# Forum Home Renovation Waterproofing  Waterstop layout

## lidder

Hi All, 
I know this topic has been done to death, but after an extensive search I've been unable to definitively answer my question.  
I'm about to waterproof our new bathroom. It's a first floor suspended concrete slab with a 50mm set down to the surrounding areas. The shower is walk-in type, that is, flush with the rest of the bathroom floor. It is located in the corner of the room and there will be frameless glass panel on the side and no panel on the entrance. The whole floor will be waterproofed and I have installed a waterstop at the doorway into the bathroom.  
My question is about the waterstops for the shower. As an unenclosed shower, my understanding is that I need to have waterstops finish flush with the top of the tiles. One is to run under the frameless glass panel and the other is at a distance 1500mm from the shower outlet. The frameless glass panel though is only going to extend 900mm from the wall. Does this mean the waterstops need to jut out into the bathroom at that point so they pick up the rest of the 1500mm radius, or do you just continue to the 1500mm waterstop and join the 2 at 90 degrees? 
Do I need these waterstops at all, or is the whole room considered the shower area?

----------


## Skinah

> Does this mean the waterstops need to jut out into the bathroom at that point so they pick up the rest of the 1500mm radius, or do you just continue to the 1500mm waterstop and join the 2 at 90 degrees? 
> Do I need these waterstops at all, or is the whole room considered the shower area?

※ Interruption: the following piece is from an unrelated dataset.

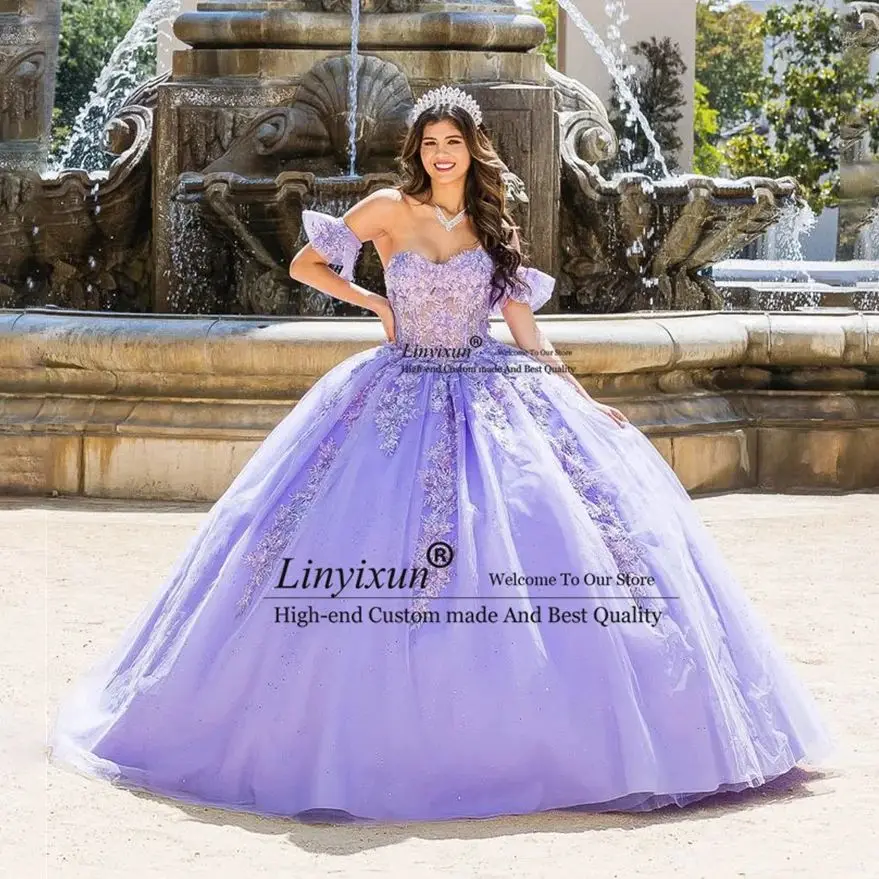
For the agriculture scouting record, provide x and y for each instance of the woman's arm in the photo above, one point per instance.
(531, 338)
(367, 220)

  You can do it one of two ways from what my understanding is.
Install the waterstops fully continusuly under the glass and then it must continue 1.5m through the opening like your third picture. This is very ugly as the waterstop must be above the tiles according to the BCA... OR you can also leave the water stops out and do just the doorway and then treat the entire room as a wet area. Maybe putting waterstops under the glass will reduce the water leaving that section but consider how the sub floor will drain if you only have a puddle flange in the shower area. 
We used epoxy grout and I also put the membrane on top of the screed for the areas outside of the shower and then in the shower area the membrane went under the screed. This way the room drains back to the shower. With epoxy grout water is less likely to go under, but it also makes it harder to dry out should any go under the tiles. We used epoxy grout for cleaning reasons as we like bright white grout with white tiles.

----------